Announcing the creation of the SRR on Tuesday, the Ministry of Defence gave little away.

It spoke of a unit to "meet the growing need for special reconnaissance capability", adding that it would offer "a wide range of specialist skills and activities related to covert surveillance".

SRR cap badge
The SRR will be between 500 and 600-strong, Mr Heyman says

Specific details were not up for discussion, because it could "compromise security".

Mr Heyman, a senior defence analyst for Jane's Consultancy Group and former Army major sees the regiment as principally supporting the SAS.

"The best way to describe the new unit would be halfway between the SAS and normal infantry," he said.

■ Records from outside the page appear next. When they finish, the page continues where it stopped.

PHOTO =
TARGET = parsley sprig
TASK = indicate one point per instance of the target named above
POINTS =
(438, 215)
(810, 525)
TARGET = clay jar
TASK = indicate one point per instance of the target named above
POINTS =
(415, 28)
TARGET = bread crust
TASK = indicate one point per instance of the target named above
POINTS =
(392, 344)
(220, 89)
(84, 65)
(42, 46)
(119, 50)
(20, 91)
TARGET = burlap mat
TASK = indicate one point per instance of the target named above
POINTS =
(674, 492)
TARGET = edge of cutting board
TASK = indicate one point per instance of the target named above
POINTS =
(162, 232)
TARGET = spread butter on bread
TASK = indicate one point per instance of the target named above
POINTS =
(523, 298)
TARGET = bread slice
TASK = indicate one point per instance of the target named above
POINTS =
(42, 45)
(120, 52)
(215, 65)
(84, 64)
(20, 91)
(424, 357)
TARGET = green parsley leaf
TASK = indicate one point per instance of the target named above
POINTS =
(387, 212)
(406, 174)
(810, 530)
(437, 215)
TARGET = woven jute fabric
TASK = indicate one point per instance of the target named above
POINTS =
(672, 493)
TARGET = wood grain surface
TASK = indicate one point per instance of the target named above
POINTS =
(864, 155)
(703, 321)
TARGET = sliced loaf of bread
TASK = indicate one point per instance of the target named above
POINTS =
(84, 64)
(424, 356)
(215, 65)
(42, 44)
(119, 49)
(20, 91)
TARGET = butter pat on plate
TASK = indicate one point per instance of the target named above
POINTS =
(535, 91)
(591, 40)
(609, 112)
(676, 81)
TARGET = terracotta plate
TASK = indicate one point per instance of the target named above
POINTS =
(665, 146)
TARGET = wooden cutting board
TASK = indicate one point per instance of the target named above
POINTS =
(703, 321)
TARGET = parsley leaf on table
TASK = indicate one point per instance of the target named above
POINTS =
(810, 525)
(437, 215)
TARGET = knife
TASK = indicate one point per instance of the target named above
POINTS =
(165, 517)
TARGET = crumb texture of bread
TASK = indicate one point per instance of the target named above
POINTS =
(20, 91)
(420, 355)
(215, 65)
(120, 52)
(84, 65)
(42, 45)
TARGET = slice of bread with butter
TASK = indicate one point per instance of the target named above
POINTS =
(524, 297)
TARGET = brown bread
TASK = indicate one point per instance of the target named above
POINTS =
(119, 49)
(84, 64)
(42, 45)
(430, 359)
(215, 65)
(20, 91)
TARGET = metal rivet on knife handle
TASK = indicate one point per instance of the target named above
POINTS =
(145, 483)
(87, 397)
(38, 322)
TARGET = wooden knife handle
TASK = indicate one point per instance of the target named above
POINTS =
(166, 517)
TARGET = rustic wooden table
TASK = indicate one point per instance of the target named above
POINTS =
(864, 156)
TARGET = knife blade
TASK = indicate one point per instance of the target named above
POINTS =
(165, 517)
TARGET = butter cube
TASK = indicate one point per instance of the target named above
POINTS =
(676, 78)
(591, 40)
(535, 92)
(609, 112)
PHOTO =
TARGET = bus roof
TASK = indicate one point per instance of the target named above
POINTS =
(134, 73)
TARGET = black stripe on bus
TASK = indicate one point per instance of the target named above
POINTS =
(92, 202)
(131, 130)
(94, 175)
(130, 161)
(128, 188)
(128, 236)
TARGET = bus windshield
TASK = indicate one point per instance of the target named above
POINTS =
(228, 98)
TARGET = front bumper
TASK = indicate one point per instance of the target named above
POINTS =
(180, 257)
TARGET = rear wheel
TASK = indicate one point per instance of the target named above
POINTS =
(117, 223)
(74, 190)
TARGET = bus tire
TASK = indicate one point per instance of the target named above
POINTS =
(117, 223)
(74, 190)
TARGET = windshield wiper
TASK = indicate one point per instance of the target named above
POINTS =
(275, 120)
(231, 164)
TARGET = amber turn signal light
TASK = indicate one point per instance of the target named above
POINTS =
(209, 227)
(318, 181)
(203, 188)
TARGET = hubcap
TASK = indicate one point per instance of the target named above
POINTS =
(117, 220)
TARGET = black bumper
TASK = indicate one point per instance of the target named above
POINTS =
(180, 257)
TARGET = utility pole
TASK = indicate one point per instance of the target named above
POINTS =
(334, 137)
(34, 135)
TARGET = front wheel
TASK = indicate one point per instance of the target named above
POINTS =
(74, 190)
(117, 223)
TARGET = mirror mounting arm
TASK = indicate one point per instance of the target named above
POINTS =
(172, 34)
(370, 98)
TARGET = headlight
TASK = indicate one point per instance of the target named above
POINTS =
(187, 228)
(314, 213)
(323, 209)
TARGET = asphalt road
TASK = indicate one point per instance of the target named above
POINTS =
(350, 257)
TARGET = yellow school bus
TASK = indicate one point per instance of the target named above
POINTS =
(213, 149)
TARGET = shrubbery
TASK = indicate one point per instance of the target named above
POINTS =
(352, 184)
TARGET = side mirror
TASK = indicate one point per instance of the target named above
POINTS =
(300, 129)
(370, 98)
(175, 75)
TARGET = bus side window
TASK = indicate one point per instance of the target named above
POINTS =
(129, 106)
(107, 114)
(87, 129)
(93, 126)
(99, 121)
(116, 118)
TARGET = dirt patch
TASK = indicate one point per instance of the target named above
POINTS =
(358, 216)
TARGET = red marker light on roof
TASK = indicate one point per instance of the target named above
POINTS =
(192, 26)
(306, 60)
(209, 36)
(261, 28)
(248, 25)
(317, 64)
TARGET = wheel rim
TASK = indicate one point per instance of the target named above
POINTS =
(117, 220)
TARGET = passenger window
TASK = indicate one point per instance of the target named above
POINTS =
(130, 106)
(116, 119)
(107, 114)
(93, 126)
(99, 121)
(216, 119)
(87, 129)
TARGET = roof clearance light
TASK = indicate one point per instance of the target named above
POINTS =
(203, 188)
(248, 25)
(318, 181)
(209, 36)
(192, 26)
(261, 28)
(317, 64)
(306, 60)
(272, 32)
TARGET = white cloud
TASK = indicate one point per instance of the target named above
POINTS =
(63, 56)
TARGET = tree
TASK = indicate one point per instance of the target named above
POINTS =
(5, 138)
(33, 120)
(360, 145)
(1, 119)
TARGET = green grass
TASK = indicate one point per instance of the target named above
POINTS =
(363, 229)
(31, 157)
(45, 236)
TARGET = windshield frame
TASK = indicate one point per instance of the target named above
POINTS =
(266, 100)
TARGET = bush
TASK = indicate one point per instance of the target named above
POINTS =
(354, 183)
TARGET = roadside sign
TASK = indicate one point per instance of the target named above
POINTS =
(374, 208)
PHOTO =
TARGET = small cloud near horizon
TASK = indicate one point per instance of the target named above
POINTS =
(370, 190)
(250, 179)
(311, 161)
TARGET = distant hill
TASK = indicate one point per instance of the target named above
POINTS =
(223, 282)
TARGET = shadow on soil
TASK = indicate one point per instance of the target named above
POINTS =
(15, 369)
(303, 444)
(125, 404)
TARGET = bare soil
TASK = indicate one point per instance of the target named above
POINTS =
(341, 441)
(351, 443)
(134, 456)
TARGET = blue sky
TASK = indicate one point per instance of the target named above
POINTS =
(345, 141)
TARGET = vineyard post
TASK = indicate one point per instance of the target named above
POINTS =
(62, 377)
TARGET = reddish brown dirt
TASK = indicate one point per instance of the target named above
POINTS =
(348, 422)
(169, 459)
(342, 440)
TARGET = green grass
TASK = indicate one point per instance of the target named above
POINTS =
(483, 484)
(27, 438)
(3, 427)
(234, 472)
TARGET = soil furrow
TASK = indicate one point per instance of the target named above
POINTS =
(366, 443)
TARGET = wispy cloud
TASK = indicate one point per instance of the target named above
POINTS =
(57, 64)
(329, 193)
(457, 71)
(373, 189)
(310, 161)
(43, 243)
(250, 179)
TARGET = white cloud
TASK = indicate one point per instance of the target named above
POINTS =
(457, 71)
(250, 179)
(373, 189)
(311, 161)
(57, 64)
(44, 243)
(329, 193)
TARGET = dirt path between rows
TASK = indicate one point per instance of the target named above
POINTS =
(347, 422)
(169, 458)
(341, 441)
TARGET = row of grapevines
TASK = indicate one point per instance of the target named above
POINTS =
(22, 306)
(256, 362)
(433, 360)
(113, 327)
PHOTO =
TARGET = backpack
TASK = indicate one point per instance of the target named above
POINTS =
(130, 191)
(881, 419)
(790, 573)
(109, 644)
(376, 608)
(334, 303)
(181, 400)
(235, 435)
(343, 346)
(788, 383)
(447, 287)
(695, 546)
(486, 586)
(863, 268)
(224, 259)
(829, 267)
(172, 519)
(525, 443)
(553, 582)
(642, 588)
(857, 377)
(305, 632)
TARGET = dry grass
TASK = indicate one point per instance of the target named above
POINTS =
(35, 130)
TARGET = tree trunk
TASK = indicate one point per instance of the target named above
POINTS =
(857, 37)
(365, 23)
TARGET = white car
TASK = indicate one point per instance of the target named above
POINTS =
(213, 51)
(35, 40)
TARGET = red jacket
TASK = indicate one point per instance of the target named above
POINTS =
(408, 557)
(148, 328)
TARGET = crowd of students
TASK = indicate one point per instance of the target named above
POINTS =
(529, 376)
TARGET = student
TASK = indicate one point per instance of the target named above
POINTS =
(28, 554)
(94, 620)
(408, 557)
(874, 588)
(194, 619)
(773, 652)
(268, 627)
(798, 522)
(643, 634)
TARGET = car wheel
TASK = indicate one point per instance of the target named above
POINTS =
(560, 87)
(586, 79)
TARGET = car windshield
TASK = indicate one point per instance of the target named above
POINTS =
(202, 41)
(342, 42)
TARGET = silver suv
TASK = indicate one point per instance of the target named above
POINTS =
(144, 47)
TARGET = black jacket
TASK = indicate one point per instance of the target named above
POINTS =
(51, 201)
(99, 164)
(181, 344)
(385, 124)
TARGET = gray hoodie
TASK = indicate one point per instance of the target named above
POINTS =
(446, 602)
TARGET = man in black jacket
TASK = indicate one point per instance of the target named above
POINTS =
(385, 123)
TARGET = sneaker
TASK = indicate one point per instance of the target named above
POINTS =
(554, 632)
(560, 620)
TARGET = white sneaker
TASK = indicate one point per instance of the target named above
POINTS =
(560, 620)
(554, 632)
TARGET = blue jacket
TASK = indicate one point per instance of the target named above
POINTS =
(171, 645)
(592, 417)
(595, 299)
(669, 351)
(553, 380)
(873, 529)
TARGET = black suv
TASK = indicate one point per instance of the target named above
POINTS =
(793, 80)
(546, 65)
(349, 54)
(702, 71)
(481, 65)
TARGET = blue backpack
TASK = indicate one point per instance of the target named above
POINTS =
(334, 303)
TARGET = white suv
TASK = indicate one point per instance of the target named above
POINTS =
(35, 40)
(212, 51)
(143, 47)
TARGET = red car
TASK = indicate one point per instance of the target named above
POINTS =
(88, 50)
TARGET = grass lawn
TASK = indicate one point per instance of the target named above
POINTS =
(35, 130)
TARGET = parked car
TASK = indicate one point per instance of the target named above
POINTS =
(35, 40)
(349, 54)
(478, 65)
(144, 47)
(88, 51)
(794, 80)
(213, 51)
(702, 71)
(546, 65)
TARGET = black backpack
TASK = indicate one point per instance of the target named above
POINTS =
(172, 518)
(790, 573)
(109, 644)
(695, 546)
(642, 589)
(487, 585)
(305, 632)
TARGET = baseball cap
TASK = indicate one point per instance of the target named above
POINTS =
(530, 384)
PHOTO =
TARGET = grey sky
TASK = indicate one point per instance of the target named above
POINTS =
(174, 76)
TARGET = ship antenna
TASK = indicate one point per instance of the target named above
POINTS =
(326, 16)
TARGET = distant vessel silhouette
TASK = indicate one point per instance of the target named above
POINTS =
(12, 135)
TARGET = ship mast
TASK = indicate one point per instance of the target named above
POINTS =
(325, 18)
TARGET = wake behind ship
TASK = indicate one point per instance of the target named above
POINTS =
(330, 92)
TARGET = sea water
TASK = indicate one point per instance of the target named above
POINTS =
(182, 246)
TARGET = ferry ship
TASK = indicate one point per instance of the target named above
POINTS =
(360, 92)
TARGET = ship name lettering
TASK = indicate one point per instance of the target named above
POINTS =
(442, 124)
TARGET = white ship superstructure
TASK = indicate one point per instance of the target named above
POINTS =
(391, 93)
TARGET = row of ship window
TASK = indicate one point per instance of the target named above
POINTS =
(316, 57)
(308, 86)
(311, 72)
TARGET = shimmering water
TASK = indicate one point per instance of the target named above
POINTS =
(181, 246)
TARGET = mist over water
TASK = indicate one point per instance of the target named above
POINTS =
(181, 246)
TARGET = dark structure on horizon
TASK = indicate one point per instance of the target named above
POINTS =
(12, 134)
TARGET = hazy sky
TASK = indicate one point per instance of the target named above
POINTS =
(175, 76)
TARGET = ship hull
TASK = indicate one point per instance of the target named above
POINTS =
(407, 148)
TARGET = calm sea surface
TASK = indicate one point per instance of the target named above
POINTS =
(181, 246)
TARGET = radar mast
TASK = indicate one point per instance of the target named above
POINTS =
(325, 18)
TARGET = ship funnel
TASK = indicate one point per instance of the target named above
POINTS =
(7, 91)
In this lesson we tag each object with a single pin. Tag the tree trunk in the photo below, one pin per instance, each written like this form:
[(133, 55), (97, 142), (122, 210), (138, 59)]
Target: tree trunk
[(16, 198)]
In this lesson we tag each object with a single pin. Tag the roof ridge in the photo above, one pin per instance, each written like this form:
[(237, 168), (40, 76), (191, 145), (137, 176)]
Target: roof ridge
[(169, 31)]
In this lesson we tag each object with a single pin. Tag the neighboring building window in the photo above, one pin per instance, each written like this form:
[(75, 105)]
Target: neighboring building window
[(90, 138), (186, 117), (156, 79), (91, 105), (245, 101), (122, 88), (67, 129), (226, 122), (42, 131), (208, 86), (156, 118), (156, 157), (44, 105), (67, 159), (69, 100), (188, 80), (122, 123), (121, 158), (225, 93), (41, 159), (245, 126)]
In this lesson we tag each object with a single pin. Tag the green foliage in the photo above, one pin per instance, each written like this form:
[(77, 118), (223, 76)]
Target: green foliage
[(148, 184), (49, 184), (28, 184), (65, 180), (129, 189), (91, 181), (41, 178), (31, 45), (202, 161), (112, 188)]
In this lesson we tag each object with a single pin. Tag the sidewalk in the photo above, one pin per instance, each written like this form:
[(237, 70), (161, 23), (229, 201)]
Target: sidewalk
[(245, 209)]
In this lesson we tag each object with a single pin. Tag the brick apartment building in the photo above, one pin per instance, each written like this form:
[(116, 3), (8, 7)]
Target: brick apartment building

"The SAS is really organised, equipped and trained for highly surgical small unit missions.

"But at the end of the day, there's a gap between what the SAS can do, because there's so few of them, and normal infantry."

SAS priorities

Mr Heyman compares the role of the new unit, which he estimates will be between 500 and 600-strong, with the American Rangers formation, which operates in large groups.

"These groups can do things like take airfields and get behind the lines - the sort of things you need a lot of people for."

Mr Heyman speculated that the "backbone" of the SRR would be made up from one of the already existing parachute regiment battalions.

The SRR could support the "very small" SAS numbers by "getting in and out of an operation", he added.

The new unit had been "necessary for a long time".

"The truth is it's very difficult for the SAS to keep up with all the demands placed on them.

"With the new unit, you will be able to prioritise the really difficult things that only the SAS can do.

"You can give other operations to the SRR, thus freeing up the SAS."